FeaturePaimon External TableIceberg External Catalog
Access methodCREATE EXTERNAL TABLE ... USING PAIMON LOCATION ...CREATE EXTERNAL CATALOG ... CONNECTION ...
Metadata serviceNo additional service needed; reads Paimon schema files directlyRequires Catalog service (HMS / REST)
Access syntaxSELECT * FROM ext_tableSELECT * FROM catalog.schema.table
Table creationRequires CREATE EXTERNAL TABLENo table creation needed; auto-discovered through Catalog
Data file pathoss:// protocoloss:// protocol (must be correctly configured in metadata.json)

Notes

  • Read-only: The current version only supports SELECT queries; INSERT / UPDATE / DELETE are not supported.
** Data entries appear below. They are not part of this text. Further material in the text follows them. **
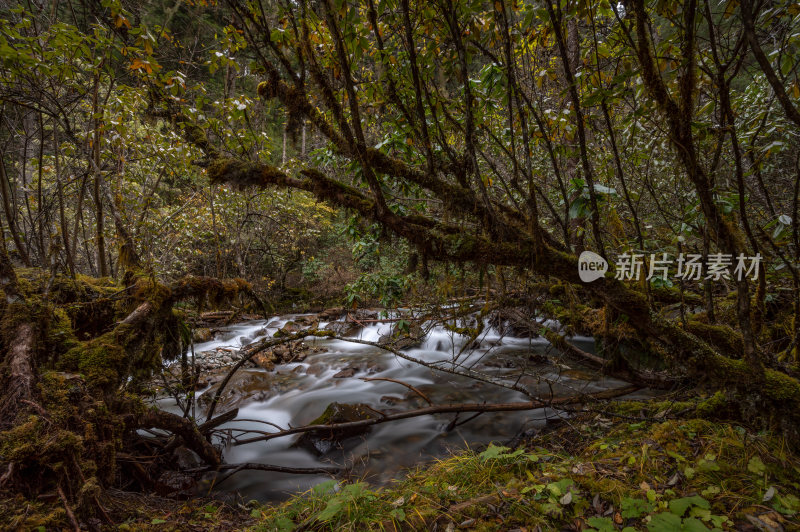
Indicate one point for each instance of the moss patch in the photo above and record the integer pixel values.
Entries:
(591, 473)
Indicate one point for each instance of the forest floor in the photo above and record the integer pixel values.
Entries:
(635, 466)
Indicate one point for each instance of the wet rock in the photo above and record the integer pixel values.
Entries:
(246, 386)
(323, 441)
(265, 360)
(316, 369)
(345, 373)
(290, 327)
(365, 314)
(172, 481)
(391, 400)
(307, 321)
(343, 328)
(516, 322)
(203, 334)
(403, 338)
(186, 458)
(331, 314)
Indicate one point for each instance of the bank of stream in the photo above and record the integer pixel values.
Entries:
(295, 394)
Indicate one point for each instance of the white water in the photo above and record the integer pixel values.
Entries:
(297, 393)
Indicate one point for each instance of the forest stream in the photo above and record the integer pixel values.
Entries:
(297, 393)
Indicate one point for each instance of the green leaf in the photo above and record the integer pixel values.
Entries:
(284, 524)
(664, 522)
(331, 510)
(755, 465)
(323, 487)
(635, 507)
(493, 451)
(679, 506)
(602, 524)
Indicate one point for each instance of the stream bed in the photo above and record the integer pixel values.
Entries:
(297, 393)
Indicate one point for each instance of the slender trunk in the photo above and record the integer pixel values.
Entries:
(61, 215)
(102, 264)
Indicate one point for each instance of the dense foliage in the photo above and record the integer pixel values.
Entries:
(376, 151)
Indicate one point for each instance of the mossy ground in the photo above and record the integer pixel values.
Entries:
(595, 472)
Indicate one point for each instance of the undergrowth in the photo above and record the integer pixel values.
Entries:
(590, 474)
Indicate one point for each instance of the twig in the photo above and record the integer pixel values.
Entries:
(410, 387)
(70, 515)
(444, 409)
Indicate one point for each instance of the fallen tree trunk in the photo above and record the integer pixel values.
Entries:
(447, 409)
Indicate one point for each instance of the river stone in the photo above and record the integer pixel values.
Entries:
(402, 339)
(345, 373)
(289, 328)
(323, 441)
(365, 314)
(307, 321)
(343, 328)
(331, 314)
(203, 334)
(265, 360)
(186, 458)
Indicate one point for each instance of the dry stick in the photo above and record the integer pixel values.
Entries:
(68, 509)
(451, 408)
(251, 351)
(410, 387)
(472, 374)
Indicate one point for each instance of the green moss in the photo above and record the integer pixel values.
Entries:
(617, 465)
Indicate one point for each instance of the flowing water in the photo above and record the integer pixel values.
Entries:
(295, 394)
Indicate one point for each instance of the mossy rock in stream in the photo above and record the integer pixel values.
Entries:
(321, 442)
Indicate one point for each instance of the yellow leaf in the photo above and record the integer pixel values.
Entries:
(122, 21)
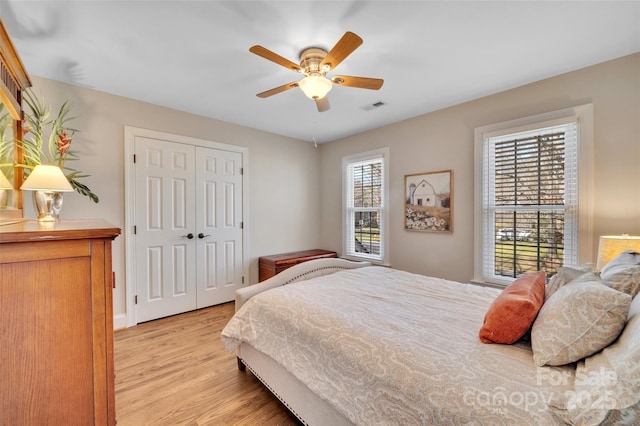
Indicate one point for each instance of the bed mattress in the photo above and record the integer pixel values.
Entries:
(384, 346)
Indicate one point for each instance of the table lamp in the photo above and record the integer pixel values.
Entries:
(47, 180)
(612, 245)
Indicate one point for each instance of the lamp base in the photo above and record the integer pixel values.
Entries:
(48, 205)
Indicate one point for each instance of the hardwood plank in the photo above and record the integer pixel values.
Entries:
(175, 371)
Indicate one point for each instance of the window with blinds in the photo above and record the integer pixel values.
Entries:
(364, 189)
(530, 202)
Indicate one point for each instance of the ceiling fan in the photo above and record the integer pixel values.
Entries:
(315, 63)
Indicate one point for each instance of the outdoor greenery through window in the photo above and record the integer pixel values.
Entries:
(364, 206)
(530, 199)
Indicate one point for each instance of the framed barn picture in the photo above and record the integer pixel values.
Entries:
(429, 201)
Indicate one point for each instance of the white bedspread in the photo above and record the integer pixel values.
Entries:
(386, 347)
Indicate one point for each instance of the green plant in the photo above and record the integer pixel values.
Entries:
(56, 149)
(6, 143)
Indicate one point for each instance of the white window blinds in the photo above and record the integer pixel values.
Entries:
(364, 207)
(530, 202)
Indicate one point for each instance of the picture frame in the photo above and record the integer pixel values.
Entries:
(429, 201)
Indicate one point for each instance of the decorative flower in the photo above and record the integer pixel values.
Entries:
(57, 150)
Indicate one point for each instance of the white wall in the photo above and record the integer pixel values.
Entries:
(444, 140)
(283, 172)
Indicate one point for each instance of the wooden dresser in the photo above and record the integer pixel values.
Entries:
(56, 323)
(274, 264)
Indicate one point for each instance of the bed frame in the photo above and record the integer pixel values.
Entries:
(308, 407)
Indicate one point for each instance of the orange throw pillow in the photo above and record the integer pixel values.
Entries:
(511, 315)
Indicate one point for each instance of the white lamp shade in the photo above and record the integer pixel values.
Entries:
(611, 246)
(4, 182)
(47, 178)
(315, 86)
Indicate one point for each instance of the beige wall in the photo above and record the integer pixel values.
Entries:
(286, 174)
(444, 140)
(283, 172)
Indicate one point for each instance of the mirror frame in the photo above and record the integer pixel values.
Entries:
(13, 80)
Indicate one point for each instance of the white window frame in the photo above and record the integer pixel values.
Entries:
(583, 115)
(348, 227)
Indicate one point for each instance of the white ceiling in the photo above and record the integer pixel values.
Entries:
(194, 55)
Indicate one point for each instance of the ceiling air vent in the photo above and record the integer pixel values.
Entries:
(373, 106)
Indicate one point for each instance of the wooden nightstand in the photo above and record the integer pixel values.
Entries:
(276, 263)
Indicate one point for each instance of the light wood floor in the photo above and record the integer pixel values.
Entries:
(175, 371)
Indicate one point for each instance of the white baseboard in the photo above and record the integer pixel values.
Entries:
(119, 321)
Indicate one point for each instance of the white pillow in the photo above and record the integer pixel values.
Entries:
(578, 320)
(608, 381)
(564, 276)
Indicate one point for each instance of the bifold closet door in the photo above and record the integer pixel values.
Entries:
(219, 225)
(165, 228)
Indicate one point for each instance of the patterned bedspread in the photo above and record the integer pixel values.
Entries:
(384, 347)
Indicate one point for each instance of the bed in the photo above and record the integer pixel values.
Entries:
(342, 342)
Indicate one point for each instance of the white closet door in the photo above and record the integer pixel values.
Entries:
(165, 255)
(219, 225)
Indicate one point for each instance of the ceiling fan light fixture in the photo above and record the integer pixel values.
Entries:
(315, 86)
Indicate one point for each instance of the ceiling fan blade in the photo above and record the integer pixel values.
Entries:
(343, 48)
(274, 57)
(359, 82)
(277, 90)
(323, 104)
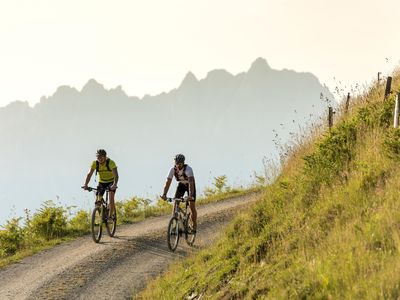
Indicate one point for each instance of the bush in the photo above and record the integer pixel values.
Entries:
(11, 238)
(391, 144)
(49, 222)
(80, 222)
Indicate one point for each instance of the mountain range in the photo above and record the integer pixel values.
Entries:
(223, 124)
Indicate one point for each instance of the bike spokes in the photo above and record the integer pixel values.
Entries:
(190, 234)
(173, 234)
(97, 224)
(111, 225)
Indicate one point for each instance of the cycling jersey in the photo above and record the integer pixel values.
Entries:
(181, 175)
(104, 175)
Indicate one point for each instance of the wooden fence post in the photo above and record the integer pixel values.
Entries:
(346, 108)
(396, 111)
(330, 117)
(388, 87)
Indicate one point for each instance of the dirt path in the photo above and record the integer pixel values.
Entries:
(117, 267)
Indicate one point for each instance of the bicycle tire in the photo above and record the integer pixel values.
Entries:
(189, 236)
(173, 234)
(111, 227)
(97, 224)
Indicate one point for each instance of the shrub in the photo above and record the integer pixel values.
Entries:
(49, 222)
(391, 143)
(11, 238)
(80, 222)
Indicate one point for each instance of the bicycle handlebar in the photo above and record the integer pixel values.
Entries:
(90, 189)
(182, 199)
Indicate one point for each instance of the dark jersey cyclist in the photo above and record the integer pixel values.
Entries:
(183, 173)
(107, 175)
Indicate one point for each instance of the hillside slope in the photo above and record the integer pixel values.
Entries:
(328, 227)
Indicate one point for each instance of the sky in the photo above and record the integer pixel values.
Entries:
(147, 47)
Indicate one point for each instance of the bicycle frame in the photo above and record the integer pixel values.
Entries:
(101, 214)
(179, 224)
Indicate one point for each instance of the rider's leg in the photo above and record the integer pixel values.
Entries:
(192, 206)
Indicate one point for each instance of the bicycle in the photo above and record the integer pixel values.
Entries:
(100, 216)
(180, 223)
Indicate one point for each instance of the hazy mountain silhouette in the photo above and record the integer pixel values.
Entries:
(222, 123)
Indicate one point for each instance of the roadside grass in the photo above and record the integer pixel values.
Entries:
(54, 224)
(327, 228)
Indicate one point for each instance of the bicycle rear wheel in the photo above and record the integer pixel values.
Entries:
(173, 234)
(97, 224)
(111, 225)
(190, 236)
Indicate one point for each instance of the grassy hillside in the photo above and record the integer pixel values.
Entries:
(328, 227)
(53, 224)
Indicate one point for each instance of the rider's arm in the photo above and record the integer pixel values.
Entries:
(88, 176)
(116, 177)
(191, 186)
(166, 186)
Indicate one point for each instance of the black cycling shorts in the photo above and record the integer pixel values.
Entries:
(101, 188)
(182, 189)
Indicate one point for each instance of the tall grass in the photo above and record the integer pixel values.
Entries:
(53, 223)
(327, 228)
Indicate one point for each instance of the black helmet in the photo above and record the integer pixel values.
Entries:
(179, 158)
(101, 152)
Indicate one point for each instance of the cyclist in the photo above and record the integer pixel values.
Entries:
(184, 175)
(107, 175)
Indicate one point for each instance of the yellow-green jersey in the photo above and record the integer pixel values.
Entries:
(105, 175)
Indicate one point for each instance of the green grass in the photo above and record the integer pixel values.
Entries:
(52, 224)
(327, 228)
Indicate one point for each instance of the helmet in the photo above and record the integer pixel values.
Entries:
(101, 152)
(179, 158)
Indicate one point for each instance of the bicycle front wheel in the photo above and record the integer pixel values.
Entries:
(190, 236)
(97, 224)
(111, 225)
(173, 234)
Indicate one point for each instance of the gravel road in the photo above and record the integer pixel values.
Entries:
(116, 268)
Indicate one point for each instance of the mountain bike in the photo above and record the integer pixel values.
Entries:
(180, 223)
(100, 216)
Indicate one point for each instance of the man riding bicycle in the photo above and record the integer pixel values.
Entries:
(183, 173)
(107, 175)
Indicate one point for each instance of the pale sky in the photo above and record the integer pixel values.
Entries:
(147, 47)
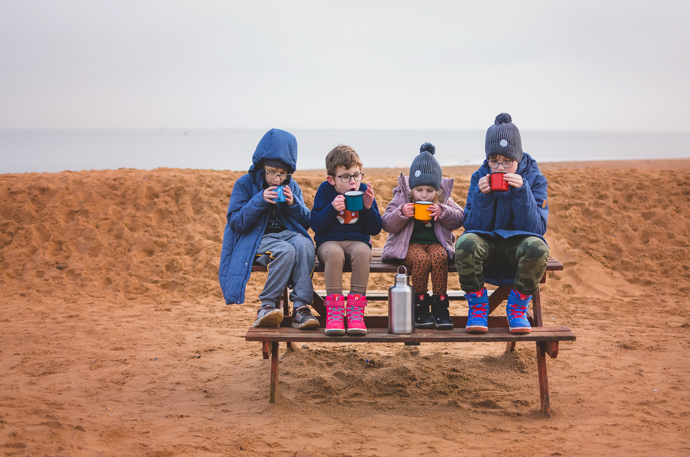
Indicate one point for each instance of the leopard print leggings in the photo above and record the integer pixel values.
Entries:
(423, 259)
  • Catalog accessibility: The Iceberg REST Catalog or HMS service must be accessible from Lakehouse compute nodes (requires public network access or internal network connectivity configured).
  • Metadata path: Data file paths recorded in Iceberg metadata.json must use oss:// (not s3:// or file://); otherwise Lakehouse cannot read them.
  • Catalog lifecycle: External Catalogs are bound to Catalog Connections; after modifying Connection configuration, the Catalog must be recreated.
  • Connection reuse: Multiple Iceberg tables under the same storage account can share the same Catalog Connection.